The early Chinese and Malay settlements were along the east bank of the Klang River the Chinese mainly settled around the commercial centre of Market Square; the Malays, later Indian Chettiars and Indian Muslims resided in the Java Street (now Jalan Tun Perak) area. In 1880, the state capital of Selangor was moved from Klang to the more strategically advantageous Kuala Lumpur by the colonial administration, and the British Resident William Bloomfield Douglas then decided that the government buildings and living quarters should be located to the west of the river. Government offices and a new police headquarters was built on Bukit Aman, and the Padang was created initially for police training. The Padang, now known as Merdeka Square, would later become the centre of the British administrative offices when the colonial government offices were moved to the Sultan Abdul Samad Building in 1897.
Frank Swettenham, on becoming the British Resident, began improving the town by cleaning up the streets. He also stipulated in 1884 that buildings should be constructed of brick and tile so that they would be less flammable, and that the town be rebuilt with wider streets to reduce fire risk. Kapitan Yap Ah Loy bought a sprawling piece of real estate to set up a brick industry for the rebuilding of Kuala Lumpur; this place is the eponymous Brickfields. Destroyed atap buildings were replaced with brick and tiled ones, and many of the new brick buildings are characterised by the "five foot ways" as well as Chinese carpentry work. This resulted in a distinct eclectic shop house architecture typical to this region. Kapitan Yap Ah Loy expanded road access in the city significantly, linking up tin mines with the city; these roads include the main arterial routes of the present Ampang Road, Pudu Road and Petaling Street. As Chinese Kapitan, he was vested with wide powers on a par with Malay community leaders. Law reforms were implemented and new legal measures introduced to the assembly. Yap also presided over a small claims court. With a police force of six, he was able to uphold the rule of law, constructing a prison that could accommodate 60 prisoners at any time. Kapitan Yap Ah Loy also built Kuala Lumpur's first school and a major tapioca mill in Petaling Street of which the Selangor's Sultan Abdul Samad held an interest.

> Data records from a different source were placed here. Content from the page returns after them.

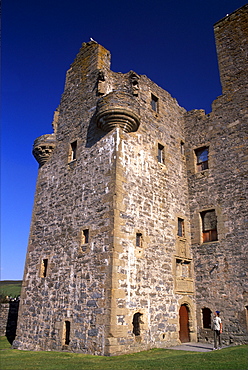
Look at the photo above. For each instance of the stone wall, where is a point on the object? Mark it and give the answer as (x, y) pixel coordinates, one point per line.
(118, 204)
(221, 266)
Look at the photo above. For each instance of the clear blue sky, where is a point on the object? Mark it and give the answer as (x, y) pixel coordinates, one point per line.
(170, 41)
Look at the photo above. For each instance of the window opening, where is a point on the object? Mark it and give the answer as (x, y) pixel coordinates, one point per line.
(67, 332)
(182, 148)
(154, 103)
(209, 226)
(180, 230)
(183, 268)
(73, 151)
(44, 265)
(202, 158)
(138, 240)
(136, 323)
(246, 315)
(206, 318)
(161, 155)
(85, 236)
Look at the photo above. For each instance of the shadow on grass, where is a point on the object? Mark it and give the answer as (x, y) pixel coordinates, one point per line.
(232, 358)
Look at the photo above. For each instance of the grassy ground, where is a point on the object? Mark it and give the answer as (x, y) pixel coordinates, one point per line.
(232, 358)
(10, 287)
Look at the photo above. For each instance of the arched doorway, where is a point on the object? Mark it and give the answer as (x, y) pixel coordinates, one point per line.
(184, 324)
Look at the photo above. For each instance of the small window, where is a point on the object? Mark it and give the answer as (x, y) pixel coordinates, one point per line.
(44, 265)
(85, 236)
(206, 318)
(73, 154)
(67, 329)
(136, 323)
(183, 268)
(180, 230)
(202, 158)
(154, 103)
(246, 315)
(138, 240)
(161, 154)
(209, 226)
(182, 148)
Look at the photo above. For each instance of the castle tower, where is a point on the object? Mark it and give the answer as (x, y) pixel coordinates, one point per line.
(107, 268)
(130, 189)
(216, 151)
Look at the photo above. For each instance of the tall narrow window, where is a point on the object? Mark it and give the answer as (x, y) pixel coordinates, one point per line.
(182, 148)
(138, 240)
(154, 103)
(206, 318)
(136, 323)
(209, 226)
(85, 236)
(67, 329)
(161, 156)
(202, 158)
(44, 265)
(180, 229)
(73, 155)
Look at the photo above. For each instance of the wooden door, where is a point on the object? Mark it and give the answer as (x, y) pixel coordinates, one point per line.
(184, 324)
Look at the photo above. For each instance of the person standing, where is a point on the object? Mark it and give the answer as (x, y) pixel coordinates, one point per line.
(217, 328)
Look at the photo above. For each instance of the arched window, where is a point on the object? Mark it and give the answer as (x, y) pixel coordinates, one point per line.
(136, 323)
(206, 318)
(67, 329)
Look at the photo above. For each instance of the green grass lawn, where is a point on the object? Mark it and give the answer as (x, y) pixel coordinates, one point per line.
(10, 287)
(232, 358)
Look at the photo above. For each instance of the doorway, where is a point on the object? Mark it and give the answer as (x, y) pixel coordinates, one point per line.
(184, 324)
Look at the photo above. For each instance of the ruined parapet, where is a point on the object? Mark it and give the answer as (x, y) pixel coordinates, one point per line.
(118, 109)
(43, 148)
(231, 35)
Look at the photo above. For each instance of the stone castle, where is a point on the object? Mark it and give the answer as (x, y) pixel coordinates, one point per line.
(138, 229)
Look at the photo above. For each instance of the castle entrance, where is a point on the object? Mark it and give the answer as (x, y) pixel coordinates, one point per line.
(184, 324)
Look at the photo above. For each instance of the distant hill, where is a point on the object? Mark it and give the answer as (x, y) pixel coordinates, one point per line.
(10, 287)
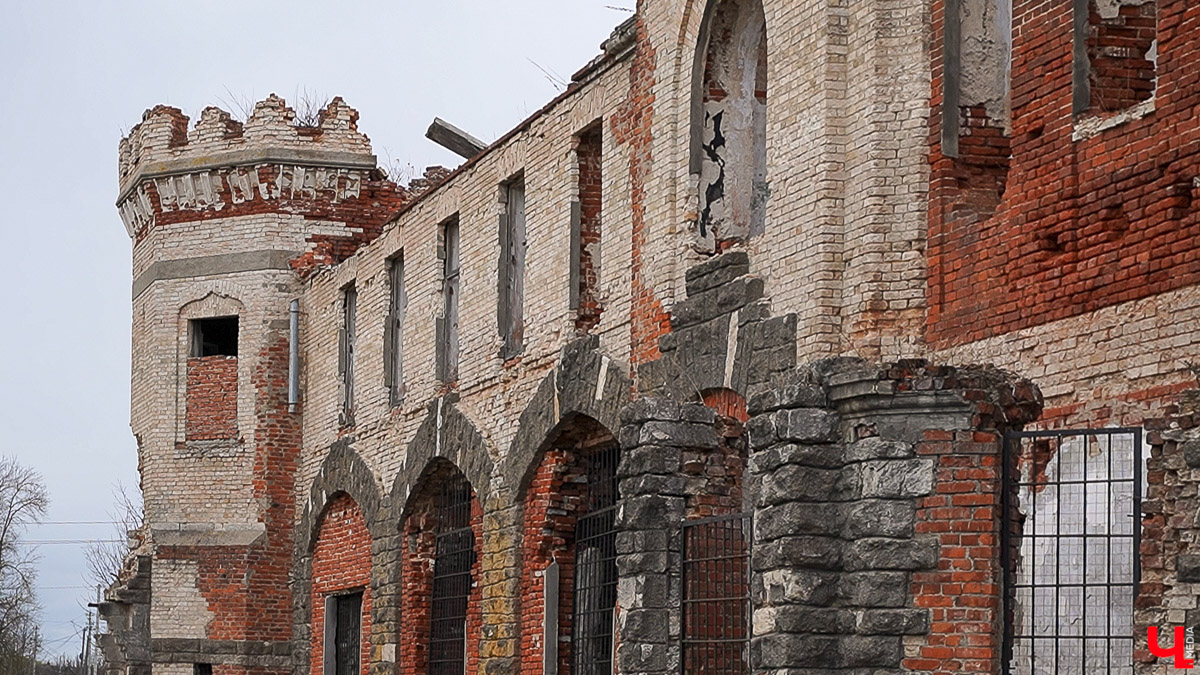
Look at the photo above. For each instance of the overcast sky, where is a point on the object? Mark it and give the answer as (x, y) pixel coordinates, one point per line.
(76, 76)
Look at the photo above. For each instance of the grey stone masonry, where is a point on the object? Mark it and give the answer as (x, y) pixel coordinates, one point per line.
(653, 502)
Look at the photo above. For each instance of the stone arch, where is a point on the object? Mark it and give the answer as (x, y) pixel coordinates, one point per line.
(449, 435)
(424, 548)
(342, 472)
(585, 383)
(727, 118)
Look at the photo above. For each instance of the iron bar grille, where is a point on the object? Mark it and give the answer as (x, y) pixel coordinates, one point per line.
(595, 568)
(454, 557)
(1071, 541)
(347, 627)
(717, 595)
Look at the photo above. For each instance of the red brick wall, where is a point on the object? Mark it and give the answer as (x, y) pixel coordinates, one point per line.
(1121, 75)
(365, 215)
(211, 398)
(341, 561)
(963, 595)
(631, 126)
(1079, 225)
(418, 544)
(591, 157)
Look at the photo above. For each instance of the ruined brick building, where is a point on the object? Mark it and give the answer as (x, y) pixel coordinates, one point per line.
(795, 336)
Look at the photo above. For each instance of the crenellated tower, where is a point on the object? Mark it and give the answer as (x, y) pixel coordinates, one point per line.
(227, 220)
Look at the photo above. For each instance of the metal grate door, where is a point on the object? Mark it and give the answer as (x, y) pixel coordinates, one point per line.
(454, 557)
(595, 568)
(1071, 538)
(717, 595)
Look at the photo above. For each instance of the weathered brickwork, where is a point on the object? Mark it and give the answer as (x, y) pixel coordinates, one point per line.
(211, 398)
(747, 248)
(341, 562)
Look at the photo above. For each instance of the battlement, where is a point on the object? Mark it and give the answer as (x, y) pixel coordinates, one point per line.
(162, 144)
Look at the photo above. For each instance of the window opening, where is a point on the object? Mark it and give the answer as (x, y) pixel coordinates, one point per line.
(730, 115)
(595, 568)
(454, 557)
(447, 326)
(586, 221)
(348, 351)
(513, 258)
(717, 595)
(1072, 505)
(214, 336)
(394, 330)
(343, 634)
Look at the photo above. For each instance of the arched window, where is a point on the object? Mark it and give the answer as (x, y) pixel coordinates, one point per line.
(441, 620)
(569, 583)
(453, 560)
(729, 153)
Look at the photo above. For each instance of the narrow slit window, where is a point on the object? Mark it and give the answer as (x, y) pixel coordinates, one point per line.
(511, 274)
(447, 326)
(347, 351)
(454, 559)
(587, 214)
(394, 330)
(214, 336)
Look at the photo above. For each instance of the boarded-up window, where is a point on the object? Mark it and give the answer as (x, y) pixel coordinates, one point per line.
(447, 326)
(347, 351)
(394, 330)
(511, 269)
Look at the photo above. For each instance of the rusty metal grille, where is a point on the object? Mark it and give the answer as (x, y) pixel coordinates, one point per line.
(1071, 541)
(595, 568)
(717, 595)
(454, 557)
(347, 628)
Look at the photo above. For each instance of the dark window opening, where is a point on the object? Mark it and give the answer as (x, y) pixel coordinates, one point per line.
(454, 559)
(215, 336)
(511, 273)
(394, 330)
(1071, 542)
(347, 351)
(447, 326)
(343, 634)
(717, 595)
(729, 155)
(587, 215)
(595, 568)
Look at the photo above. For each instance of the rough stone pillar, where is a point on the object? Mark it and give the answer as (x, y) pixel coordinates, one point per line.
(856, 476)
(652, 506)
(1170, 544)
(501, 578)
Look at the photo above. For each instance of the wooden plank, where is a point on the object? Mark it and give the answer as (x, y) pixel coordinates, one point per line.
(454, 138)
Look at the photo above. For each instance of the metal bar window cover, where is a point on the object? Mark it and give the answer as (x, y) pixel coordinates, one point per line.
(595, 568)
(717, 595)
(1071, 538)
(454, 557)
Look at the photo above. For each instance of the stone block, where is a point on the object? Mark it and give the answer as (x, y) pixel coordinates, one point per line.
(892, 554)
(880, 518)
(807, 425)
(897, 478)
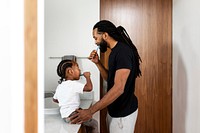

A railway line between Kuala Lumpur and Klang, initiated by Swettenham and completed in 1886, increased accessibility which resulted in the rapid growth of the town. The population grew from 4,500 in 1884 to 20,000 in 1890. As development intensified in the 1880s, it also put pressure on sanitation, waste disposal and other health issues. A Sanitary Board was created on 14 May 1890 which was responsible for sanitation, upkeep of roads, lighting of street and other functions. This would eventually become the Kuala Lumpur Municipal Council. In 1896, Kuala Lumpur was chosen as the capital of the newly formed Federated Malay States.